22.10.2020
TEXT: Roman BrotherFOTO: © Ascot Elite
Platzspitzbaby

Szene aus dem Film «Platzspitzbaby»: 1986 bis 1992 war der Platzspitz, ein kleiner Park beim Hauptbahnhof Zürich, Treffpunkt der grössten offenen Drogenszene Europas.

Berührende Autobiografie

«Platzspitzbaby» – Kinderhölle im Drogensumpf

Die grösste offene Drogenszene Europas, eine schwer abhängige Mutter, ein kleines Mädchen, das nur ein normales Leben führen möchte: Das sind die Zutaten für eine Geschichte, die wie die Nadeln darin unter die Haut geht.

«Du muesch ufhörä!», schreit Mia ihre Mutter an, nachdem gerade ein Bekannter in nächster Nähe vor ihren Augen an einer Überdosis gestorben ist.
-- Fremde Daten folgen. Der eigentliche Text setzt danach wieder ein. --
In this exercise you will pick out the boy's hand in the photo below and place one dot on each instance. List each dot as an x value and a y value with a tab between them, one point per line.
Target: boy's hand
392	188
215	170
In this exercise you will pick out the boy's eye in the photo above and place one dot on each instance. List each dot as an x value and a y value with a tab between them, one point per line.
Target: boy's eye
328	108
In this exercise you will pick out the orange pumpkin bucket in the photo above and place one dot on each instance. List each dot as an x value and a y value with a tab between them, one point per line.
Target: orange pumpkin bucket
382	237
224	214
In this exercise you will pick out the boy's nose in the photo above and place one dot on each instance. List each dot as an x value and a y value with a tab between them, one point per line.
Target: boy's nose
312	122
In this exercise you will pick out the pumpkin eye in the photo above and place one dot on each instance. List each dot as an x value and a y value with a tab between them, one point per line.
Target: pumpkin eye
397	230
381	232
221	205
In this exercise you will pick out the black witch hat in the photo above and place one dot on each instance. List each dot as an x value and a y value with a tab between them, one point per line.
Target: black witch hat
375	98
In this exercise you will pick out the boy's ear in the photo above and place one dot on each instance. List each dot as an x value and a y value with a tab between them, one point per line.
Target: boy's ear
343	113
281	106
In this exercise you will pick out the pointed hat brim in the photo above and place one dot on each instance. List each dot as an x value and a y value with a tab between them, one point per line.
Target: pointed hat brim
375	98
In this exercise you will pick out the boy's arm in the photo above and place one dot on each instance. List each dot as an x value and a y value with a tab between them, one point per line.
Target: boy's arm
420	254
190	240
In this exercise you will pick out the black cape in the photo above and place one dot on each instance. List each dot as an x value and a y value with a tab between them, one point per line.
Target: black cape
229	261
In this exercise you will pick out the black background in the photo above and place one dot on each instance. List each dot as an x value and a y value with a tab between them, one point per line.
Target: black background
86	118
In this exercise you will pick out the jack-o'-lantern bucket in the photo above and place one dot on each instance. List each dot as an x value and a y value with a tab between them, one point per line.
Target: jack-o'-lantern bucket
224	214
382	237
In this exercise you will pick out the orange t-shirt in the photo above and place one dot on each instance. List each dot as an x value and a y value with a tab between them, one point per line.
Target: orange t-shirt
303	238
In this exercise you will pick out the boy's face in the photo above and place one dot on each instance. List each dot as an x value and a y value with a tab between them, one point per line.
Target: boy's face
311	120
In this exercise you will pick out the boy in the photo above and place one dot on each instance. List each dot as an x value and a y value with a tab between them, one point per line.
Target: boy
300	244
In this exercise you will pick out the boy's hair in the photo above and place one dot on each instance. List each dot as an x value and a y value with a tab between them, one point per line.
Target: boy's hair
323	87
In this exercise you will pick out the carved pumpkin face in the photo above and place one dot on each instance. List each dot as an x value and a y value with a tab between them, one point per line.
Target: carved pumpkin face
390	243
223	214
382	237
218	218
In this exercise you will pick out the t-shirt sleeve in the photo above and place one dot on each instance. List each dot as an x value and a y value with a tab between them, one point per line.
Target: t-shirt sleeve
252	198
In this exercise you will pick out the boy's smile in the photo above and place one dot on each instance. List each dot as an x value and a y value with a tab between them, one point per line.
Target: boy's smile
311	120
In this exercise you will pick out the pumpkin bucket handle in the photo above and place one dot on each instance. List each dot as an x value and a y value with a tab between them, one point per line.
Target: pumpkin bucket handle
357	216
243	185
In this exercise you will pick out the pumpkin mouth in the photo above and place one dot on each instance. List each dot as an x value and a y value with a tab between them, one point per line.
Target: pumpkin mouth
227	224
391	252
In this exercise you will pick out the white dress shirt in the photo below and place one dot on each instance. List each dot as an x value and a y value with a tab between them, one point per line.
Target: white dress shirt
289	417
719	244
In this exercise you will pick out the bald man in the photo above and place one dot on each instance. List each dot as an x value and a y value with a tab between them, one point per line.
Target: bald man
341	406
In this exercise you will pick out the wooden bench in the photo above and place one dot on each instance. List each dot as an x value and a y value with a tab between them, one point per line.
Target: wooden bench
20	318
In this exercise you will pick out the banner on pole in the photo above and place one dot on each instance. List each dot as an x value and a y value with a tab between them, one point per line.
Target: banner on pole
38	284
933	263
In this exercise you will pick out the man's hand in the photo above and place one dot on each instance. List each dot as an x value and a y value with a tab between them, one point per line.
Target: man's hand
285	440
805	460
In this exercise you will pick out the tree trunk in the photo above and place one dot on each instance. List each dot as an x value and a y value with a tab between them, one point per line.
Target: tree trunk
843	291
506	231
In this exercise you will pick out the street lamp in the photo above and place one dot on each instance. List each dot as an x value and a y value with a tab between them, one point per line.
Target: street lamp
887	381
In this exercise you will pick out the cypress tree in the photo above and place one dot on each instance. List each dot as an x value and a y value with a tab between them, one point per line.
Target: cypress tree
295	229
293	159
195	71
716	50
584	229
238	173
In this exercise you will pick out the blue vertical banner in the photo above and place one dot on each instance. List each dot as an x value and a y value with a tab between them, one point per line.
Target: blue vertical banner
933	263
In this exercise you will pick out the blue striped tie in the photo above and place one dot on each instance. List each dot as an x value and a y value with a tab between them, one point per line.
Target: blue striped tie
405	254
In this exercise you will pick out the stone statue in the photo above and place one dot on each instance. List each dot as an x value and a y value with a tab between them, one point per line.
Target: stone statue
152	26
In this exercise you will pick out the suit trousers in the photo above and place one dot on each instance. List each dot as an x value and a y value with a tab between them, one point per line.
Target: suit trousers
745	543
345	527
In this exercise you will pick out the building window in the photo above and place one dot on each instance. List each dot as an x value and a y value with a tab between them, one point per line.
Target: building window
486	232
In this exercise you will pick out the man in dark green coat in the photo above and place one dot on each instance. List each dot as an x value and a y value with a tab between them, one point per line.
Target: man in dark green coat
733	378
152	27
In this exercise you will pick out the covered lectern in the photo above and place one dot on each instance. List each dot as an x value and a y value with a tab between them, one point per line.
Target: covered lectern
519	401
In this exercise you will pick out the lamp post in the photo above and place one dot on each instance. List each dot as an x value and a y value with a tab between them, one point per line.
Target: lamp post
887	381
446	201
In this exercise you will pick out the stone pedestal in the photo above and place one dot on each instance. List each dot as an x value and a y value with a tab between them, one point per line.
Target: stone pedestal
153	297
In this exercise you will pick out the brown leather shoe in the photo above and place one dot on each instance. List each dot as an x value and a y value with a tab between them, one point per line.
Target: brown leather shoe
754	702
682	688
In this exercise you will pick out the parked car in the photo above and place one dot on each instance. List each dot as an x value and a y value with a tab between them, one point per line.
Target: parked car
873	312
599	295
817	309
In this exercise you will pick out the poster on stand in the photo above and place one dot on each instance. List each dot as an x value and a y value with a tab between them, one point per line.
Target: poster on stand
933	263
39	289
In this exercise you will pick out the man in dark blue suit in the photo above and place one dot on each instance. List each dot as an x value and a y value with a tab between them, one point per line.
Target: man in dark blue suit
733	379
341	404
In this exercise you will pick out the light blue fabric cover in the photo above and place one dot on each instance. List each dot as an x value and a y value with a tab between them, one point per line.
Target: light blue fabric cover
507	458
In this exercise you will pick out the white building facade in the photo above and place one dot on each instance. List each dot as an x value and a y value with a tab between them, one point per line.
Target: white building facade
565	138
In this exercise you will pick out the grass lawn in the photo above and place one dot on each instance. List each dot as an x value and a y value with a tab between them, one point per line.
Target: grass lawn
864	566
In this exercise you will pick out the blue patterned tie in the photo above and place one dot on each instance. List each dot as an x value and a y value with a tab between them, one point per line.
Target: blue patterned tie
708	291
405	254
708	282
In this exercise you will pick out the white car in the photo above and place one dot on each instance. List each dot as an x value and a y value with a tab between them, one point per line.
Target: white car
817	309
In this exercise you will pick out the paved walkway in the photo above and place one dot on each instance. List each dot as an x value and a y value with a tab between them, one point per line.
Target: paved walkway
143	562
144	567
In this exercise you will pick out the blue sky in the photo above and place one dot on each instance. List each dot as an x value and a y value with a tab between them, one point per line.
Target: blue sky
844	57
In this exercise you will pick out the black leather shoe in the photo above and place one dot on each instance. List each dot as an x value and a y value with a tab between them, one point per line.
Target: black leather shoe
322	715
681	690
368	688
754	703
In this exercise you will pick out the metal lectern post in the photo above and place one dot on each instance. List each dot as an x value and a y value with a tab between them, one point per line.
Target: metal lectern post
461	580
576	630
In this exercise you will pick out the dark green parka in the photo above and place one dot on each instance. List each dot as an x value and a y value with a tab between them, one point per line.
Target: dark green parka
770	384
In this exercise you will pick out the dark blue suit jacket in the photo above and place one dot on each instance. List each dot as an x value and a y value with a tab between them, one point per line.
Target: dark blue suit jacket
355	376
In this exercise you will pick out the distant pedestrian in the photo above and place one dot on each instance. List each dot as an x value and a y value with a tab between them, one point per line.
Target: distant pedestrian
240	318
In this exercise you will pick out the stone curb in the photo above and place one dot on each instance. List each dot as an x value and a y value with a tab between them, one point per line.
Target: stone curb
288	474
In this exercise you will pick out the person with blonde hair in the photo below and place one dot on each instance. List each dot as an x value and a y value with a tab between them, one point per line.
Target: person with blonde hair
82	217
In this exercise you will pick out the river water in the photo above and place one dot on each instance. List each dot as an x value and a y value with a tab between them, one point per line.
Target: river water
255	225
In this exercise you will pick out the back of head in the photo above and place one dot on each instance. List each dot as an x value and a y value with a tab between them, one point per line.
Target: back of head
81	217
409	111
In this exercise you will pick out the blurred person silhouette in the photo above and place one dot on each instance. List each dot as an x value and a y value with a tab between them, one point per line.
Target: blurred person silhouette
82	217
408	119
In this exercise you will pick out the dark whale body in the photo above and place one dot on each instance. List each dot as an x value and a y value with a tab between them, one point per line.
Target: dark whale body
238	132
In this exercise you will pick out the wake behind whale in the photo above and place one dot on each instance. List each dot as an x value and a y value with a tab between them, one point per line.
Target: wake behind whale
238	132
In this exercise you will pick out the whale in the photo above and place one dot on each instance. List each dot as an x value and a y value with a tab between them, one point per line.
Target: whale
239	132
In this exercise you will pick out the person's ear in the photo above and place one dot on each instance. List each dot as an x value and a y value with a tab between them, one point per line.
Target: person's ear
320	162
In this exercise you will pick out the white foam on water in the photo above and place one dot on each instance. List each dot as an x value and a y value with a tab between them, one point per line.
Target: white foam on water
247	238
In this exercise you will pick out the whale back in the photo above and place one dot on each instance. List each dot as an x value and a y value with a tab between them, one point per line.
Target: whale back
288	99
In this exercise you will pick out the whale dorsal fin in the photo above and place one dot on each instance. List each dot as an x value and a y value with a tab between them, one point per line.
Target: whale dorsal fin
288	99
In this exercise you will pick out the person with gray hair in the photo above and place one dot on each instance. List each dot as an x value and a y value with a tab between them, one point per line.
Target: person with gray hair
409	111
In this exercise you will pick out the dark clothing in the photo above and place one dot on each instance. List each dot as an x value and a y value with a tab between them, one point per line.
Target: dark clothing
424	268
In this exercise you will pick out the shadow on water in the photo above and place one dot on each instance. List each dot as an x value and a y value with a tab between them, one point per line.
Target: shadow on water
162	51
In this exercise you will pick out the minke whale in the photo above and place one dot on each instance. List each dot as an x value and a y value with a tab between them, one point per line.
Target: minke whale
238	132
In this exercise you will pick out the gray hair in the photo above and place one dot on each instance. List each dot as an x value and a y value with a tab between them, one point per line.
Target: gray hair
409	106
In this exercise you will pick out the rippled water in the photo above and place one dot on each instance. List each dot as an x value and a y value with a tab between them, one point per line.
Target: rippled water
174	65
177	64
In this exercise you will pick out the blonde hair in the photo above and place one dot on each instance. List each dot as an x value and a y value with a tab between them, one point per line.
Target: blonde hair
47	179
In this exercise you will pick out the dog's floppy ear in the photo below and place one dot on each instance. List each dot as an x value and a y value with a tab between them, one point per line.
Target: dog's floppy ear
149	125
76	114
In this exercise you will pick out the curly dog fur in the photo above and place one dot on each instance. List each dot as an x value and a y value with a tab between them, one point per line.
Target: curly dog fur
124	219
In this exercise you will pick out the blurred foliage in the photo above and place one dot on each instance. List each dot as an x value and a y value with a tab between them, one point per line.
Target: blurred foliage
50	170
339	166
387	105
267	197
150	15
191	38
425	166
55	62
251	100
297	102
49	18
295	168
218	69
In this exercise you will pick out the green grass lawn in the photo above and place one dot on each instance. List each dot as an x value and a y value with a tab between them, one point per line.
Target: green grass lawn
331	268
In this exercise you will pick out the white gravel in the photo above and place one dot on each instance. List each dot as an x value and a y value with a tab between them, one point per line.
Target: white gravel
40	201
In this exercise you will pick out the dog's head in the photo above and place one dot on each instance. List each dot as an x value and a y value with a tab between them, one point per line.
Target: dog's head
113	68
Genau wissend, dass ihrer Mutter dies ebenso passieren könnte.

Zwischen 1986 und 1992 war der Platzspitz, ein kleiner Park hinter dem Schweizer Landesmuseum beim Zürcher Hauptbahnhof, Treffpunkt von Drogenabhängigen und Dealern. Bis zu 3000 Menschen hielten sich täglich auf dem Platz auf und kauften und konsumierten Drogen. Der Film «Platzspitzbaby» basiert auf der gleichnamigen Autobiografie von Michelle Halbheer, die ihre Kindheitserinnerungen zusammen mit der Journalistin Franziska K. Müller 2013 publizierte. Das Drama erzählt die Geschichte der 11-jährigen Mia (Luna Mwezi), die gefangen zwischen der Liebe zu ihrer Mutter Sandrine (Sarah Spale), deren Drogensucht und dem Bedürfnis nach Normalität regelrecht zerrissen wird.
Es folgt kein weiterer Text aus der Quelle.